Wednesday, March 26, 2008

Why are you in data?

I had a conversation the other day with someone explaining what I do at work. After my explanation, I was asked, "why are you in data?".

This question was asked because my focus at work is very data oriented. I am on a team that worries about data quality, data governance, data reuse, data modeling, metadata, data visualization, the meaning of information, how people think about information, how information is stored, the lineage of information, redundant data, etc, etc, etc. This is a lot by the way. We really care about information, where it's at, what it means, how it's being used in comparison to its meaning. All in an effort to make better use of it for better decision making.

So given this line of topics, why would someone ask me why I am in data? Because I explained solving these problems with data from a people oriented perspective. I feel a lot of problems around information usage stem from people problems. For example, people are not provided the right information and people misinterpret what is provided to them because it isn't easy to understand.
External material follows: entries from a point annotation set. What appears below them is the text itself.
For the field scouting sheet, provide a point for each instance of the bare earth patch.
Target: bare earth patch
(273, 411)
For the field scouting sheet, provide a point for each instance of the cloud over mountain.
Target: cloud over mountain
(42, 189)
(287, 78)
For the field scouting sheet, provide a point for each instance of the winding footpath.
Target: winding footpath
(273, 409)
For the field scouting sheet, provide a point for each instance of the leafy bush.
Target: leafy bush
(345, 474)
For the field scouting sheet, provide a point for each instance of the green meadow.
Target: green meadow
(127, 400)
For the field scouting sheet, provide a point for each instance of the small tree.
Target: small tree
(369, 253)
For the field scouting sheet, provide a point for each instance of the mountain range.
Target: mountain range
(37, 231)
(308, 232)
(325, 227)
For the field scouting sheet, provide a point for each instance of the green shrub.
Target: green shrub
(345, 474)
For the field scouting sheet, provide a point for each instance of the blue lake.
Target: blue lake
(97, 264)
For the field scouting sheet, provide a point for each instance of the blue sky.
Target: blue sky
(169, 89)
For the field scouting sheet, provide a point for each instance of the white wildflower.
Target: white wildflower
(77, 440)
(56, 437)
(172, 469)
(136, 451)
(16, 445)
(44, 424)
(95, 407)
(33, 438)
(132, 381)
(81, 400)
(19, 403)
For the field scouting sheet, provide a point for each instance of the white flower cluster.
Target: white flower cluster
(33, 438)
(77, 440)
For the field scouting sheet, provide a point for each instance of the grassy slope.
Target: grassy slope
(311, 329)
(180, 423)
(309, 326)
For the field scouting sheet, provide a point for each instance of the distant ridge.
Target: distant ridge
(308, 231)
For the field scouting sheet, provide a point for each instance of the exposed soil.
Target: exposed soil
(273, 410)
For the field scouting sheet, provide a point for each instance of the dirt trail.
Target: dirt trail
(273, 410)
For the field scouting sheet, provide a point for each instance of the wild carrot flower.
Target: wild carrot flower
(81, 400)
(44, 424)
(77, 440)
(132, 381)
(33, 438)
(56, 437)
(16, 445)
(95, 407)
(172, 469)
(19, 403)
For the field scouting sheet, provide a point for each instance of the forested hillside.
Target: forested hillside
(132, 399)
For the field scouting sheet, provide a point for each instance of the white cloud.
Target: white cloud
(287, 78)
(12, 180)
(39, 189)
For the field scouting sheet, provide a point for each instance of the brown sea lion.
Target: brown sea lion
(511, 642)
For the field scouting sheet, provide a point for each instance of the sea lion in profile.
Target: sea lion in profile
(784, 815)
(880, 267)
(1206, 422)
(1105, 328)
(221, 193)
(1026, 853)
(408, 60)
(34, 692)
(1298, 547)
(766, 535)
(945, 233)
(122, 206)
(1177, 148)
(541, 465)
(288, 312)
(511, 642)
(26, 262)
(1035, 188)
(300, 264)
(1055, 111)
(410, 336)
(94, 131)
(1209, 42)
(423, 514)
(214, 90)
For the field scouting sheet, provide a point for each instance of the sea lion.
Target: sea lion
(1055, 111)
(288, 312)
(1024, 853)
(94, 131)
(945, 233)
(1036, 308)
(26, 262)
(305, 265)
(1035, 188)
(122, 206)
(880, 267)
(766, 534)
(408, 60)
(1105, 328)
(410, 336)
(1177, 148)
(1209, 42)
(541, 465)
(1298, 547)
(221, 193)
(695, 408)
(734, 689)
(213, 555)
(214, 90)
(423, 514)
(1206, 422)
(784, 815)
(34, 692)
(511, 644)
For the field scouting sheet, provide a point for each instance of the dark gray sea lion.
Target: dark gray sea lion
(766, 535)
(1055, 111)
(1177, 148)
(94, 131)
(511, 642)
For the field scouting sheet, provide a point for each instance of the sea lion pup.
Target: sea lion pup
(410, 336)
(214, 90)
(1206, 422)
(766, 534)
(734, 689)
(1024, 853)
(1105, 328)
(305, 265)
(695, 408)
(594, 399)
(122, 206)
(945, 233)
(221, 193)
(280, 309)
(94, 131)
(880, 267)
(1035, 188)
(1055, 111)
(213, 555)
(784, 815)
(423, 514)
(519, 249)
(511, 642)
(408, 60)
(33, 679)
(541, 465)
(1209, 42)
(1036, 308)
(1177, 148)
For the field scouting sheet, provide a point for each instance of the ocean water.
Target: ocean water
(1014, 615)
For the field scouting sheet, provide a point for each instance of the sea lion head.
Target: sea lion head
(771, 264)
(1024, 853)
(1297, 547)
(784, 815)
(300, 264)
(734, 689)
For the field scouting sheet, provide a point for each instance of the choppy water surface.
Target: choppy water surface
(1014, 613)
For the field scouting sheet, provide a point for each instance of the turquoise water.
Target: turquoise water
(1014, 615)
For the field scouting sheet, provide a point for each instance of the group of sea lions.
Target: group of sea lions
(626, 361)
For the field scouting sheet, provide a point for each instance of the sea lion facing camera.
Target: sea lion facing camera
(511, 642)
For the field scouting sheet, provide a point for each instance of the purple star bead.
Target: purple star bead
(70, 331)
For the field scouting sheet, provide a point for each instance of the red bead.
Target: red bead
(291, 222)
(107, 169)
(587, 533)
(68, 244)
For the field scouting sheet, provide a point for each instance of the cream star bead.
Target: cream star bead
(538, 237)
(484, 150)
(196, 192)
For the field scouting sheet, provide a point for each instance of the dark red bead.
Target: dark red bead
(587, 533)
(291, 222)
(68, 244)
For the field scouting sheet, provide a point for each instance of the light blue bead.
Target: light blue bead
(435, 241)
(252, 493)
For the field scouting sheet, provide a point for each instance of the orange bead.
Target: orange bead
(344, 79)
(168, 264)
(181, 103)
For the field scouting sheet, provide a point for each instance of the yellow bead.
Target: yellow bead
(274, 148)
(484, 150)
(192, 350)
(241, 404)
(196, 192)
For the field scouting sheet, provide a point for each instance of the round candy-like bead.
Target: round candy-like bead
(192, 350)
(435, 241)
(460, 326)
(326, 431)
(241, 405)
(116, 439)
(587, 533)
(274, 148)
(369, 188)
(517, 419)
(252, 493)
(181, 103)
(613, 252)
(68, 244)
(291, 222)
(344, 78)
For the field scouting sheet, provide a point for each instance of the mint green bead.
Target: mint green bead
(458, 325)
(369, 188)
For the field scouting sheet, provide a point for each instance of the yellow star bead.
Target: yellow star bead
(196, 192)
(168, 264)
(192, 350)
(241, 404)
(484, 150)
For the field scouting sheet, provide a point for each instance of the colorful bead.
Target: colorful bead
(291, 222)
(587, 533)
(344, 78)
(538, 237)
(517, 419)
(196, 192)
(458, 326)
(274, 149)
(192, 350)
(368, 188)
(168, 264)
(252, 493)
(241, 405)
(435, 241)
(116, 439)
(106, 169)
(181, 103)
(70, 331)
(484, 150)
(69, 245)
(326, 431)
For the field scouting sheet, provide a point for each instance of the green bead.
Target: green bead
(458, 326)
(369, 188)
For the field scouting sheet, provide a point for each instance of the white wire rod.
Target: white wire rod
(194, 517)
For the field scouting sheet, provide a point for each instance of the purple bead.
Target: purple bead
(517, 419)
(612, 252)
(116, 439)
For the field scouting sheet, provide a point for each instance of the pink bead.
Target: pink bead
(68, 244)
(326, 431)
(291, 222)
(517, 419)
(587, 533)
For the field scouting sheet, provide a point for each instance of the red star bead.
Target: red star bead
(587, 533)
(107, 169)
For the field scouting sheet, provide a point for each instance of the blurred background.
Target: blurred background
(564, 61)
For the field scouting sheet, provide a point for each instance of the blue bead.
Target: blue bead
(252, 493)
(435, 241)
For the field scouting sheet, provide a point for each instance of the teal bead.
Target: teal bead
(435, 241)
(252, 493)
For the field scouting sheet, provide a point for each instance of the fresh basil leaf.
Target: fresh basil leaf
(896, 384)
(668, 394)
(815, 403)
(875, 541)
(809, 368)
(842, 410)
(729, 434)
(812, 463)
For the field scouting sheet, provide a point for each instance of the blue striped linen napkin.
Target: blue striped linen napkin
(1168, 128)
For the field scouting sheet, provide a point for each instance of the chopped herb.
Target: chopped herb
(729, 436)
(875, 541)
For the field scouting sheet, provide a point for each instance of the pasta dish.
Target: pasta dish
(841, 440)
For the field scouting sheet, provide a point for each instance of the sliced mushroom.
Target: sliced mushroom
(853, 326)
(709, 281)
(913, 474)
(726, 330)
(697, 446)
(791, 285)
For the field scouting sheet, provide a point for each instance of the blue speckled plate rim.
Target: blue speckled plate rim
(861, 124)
This isn't the user's fault. A data problem is never the users fault. Improper information understanding is rooted from bad delivery of that information to the user. Whether through conversation, or application screens, information needs to be demonstrated in a way that makes sense to all individuals so they use it properly. Misuse results in a lot of our interests above, as a team. The only reason we are interested in those areas, is because people make bad decisions based on information content found in those areas. Now we want to examine that problem and make it better.

To make it better, the path of writing new software, buying new software, re-architecture of data and software is an obvious need... sometimes. We need to do a better job of understanding individuals and how they think about information. Once accommodated in that fashion, a developer has the opportunity to realize their own presumptions of the problem may be incorrect.

How are people misunderstanding a given set of information? The only way to answer this question is through interviews and examination. The observations extracted from that exercise will hopefully be a step in truly solving information problems starting with people first.